France’s “Great National Debate” was launched by President Emmanuel Macron in response to increased protests by “yellow vest” demonstrators demanding drastic changes.
The ongoing “yellow vest” protests have created a huge political challenge for Macron.
“I intend to transform anger into solutions,” he declared in an open letter to the nation in mid-January, referring to the angry anti-Macron protests, which have been taking place every Saturday in Paris and other French cities.
“Your proposals will help build a new contract for the nation,” he promised backe them
The debate has led to 10,000 local meetings, a multitude of online contributions, and 100 hours of presidential talking in public meetings over the past months.

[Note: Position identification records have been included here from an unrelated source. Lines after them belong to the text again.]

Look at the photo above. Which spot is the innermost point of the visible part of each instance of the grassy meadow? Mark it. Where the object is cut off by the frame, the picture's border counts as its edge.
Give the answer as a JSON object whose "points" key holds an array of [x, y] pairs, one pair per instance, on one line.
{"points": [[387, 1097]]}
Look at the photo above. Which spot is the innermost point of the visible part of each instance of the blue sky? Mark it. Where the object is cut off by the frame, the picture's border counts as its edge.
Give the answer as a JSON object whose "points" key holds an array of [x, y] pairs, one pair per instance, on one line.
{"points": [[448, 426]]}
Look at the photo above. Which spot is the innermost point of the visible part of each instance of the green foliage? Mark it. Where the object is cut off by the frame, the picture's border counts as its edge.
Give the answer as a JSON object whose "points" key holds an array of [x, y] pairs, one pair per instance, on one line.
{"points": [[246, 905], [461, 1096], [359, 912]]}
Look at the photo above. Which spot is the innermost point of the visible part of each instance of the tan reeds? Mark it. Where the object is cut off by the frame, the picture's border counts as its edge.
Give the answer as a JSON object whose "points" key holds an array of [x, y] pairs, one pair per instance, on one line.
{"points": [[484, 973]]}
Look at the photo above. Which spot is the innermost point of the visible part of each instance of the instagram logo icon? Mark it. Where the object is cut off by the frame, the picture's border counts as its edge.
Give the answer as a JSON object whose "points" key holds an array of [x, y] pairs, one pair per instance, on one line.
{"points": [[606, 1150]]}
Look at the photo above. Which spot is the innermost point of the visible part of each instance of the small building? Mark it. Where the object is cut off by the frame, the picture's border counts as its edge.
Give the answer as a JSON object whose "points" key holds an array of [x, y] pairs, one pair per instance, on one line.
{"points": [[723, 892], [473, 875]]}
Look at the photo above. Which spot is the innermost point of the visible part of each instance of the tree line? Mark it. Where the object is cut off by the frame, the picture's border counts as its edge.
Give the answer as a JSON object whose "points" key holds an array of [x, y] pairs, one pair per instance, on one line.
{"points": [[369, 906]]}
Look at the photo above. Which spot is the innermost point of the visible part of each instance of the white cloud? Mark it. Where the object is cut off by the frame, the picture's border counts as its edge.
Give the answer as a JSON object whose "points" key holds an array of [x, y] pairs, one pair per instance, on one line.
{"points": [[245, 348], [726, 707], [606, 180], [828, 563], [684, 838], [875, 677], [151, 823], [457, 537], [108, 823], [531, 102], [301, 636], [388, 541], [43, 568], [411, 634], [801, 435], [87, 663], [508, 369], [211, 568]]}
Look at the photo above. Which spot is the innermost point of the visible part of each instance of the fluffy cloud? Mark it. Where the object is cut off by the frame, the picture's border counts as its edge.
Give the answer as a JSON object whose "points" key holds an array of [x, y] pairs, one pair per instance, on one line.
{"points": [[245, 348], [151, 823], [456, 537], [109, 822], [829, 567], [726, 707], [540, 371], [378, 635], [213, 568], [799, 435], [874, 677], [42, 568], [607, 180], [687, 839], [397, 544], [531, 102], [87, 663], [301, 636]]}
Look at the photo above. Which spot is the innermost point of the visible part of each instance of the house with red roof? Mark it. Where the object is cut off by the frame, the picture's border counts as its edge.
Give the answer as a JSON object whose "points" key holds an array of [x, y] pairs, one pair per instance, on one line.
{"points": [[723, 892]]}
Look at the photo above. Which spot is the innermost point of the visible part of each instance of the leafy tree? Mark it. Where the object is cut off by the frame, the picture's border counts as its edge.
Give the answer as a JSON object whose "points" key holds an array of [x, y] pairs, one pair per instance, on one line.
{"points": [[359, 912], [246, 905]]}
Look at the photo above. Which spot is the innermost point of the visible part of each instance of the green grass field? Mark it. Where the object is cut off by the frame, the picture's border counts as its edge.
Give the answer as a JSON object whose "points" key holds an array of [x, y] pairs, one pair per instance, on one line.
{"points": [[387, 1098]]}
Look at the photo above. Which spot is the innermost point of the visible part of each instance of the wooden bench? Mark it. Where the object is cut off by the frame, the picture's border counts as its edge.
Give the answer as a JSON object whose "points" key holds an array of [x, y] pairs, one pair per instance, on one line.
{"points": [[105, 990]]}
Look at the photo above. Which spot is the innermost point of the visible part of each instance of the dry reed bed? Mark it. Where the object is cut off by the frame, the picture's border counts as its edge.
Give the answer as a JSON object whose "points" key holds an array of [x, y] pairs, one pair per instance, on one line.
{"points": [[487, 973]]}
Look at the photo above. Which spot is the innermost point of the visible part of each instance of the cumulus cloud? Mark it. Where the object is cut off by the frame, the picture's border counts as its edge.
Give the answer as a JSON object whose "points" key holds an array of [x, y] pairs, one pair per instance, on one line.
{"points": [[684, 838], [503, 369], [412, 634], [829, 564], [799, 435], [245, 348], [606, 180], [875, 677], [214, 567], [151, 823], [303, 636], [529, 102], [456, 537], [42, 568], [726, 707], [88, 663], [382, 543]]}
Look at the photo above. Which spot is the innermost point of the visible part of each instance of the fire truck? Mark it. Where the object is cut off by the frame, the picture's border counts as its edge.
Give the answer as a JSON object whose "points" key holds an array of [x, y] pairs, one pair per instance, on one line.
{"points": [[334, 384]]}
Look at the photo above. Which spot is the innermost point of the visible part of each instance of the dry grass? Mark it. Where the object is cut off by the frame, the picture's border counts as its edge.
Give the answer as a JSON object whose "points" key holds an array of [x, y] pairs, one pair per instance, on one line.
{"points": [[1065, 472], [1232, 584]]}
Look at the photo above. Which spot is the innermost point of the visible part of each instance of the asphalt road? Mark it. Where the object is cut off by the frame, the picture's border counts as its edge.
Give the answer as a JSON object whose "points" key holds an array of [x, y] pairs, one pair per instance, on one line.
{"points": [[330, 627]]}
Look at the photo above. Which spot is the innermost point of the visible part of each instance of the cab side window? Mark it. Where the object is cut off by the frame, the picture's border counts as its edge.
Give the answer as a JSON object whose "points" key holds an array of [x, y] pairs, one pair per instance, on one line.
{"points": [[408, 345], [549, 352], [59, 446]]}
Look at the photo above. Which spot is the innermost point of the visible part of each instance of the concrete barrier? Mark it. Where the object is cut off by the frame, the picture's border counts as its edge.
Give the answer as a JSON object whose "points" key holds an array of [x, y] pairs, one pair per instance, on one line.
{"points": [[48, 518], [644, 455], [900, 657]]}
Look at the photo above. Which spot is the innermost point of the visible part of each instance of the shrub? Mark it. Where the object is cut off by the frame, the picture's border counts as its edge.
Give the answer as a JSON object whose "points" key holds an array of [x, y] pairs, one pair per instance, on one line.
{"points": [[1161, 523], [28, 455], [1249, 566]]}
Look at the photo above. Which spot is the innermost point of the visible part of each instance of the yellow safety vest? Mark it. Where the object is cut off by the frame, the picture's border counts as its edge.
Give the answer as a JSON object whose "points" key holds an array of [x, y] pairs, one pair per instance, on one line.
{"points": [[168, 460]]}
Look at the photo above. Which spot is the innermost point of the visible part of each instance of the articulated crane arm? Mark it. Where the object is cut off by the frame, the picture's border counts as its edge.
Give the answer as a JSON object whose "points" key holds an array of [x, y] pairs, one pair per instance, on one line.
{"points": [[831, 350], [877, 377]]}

To sum up the debate, Prime Minister Philippe is set to lay out the first wave of conclusions in the presence of ministers, experts and members of the public later on Monday.
A polling firm and three political consultancies have attempted to crunch all the data from the internet, public meetings and 16,000 books which have been left open in mayor’s offices around the country to record grievances.
Insiders in the prime minister’s office have stressed the difficulties of listening to a highly polarized country that looked on the edge of an insurrection in mid-December.
“There are a few things which jump out, but the reality is that there are big disparities in opinion on most subjects,” one of his aides told AFP.
Philippe had said on Friday that the government had listened “to everything that the people had to say, in their great diversity, and sometimes in their great complexity.”
“Nothing will be the same as before,” government spokesman Sibeth Ndiaye insisted on Sunday, underlining how the debate has been billed as a watershed in Macron’s presidency.
Macron is expected to try to turn the feedback into policy changes with a major speech planned in the middle of the month.